On 12th October 2018, Refugee Hosts PI Prof. Fiddian-Qasmiyeh provided the keynote lecture: “From the Local to the Global: The Roles of Local Faith Communities in Refugee Situations in the Global South”, and was interviewed at the ‘Welcoming Refugees: The role of religion’ conference organised by the Department of Ethics, Law and Politics at the Max Planck Institute for the Study of Religious and Ethnic Diversity.
The 2018 anniversary symposium of the Center for the Study of Social Difference (CSSD), What We CAN Do When There’s Nothing To Be Done. 10 years of CSSD
In September 2018 Prof. Lyndsey Stonebridge represented Refugee Hosts at the Centre for the Study of Social Difference anniversary symposium and (from min. 14″) discussed two creative pieces that demonstrate the ‘necessary but enforced neighbourliness’ of displaced communities in Lebanon; Yousif M. Qasmiyeh’s poem ‘Writing the Camp’ and Marwa Abu Khalil’s film ‘Witwet’.

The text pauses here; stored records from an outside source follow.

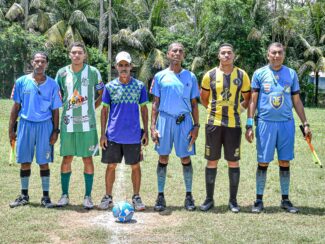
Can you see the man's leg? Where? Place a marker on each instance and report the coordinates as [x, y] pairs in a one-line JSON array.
[[65, 180], [284, 172], [45, 177], [234, 176], [261, 174], [210, 178], [23, 199], [161, 180]]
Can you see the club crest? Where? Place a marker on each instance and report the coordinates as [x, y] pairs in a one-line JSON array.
[[276, 100]]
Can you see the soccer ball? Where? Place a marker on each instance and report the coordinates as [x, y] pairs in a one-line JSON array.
[[123, 211]]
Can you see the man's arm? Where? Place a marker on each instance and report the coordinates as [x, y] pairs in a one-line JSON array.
[[297, 104], [250, 115], [55, 120], [13, 118], [195, 115], [205, 94], [99, 99], [144, 117], [154, 116], [103, 121]]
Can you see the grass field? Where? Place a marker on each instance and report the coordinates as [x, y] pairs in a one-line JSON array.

BBC Radio 4: In Our Time – Hannah Arendt
2 February 2017, BBC Radio 4 In Our Time – London: Prof. Lyndsey Stonebridge discusses the political philosophy of Hannah Arendt alongside Melvyn Bragg, Frisbee Sheffield and Robert Eagleton. Read more about her appearance here.
Listen to the episode here.
Faith, Secularism and Humanitarian Engagement
12 December 2016, Columbia University, New York NY: Prof. Alastair Ager discusses his research into the tensions between secularism and faith in humanitarian engagements. The ideas discussed in this talk are drawn from Alastair’s book Faith, Secularism and Humanitarian Engagement: Finding the Place of Religion in the Support of Displaced Peoples.
Hospitality and Hostility: The Role of Established Refugees in a Crisis
1 November 2016, UCL Lunchtime Lectures – London: Dr Elena Fiddian-Qasmiyeh discusses her research into displacement, and the important but often overlooked role established refugees are playing in responding to conflict-induced displacement from Syria.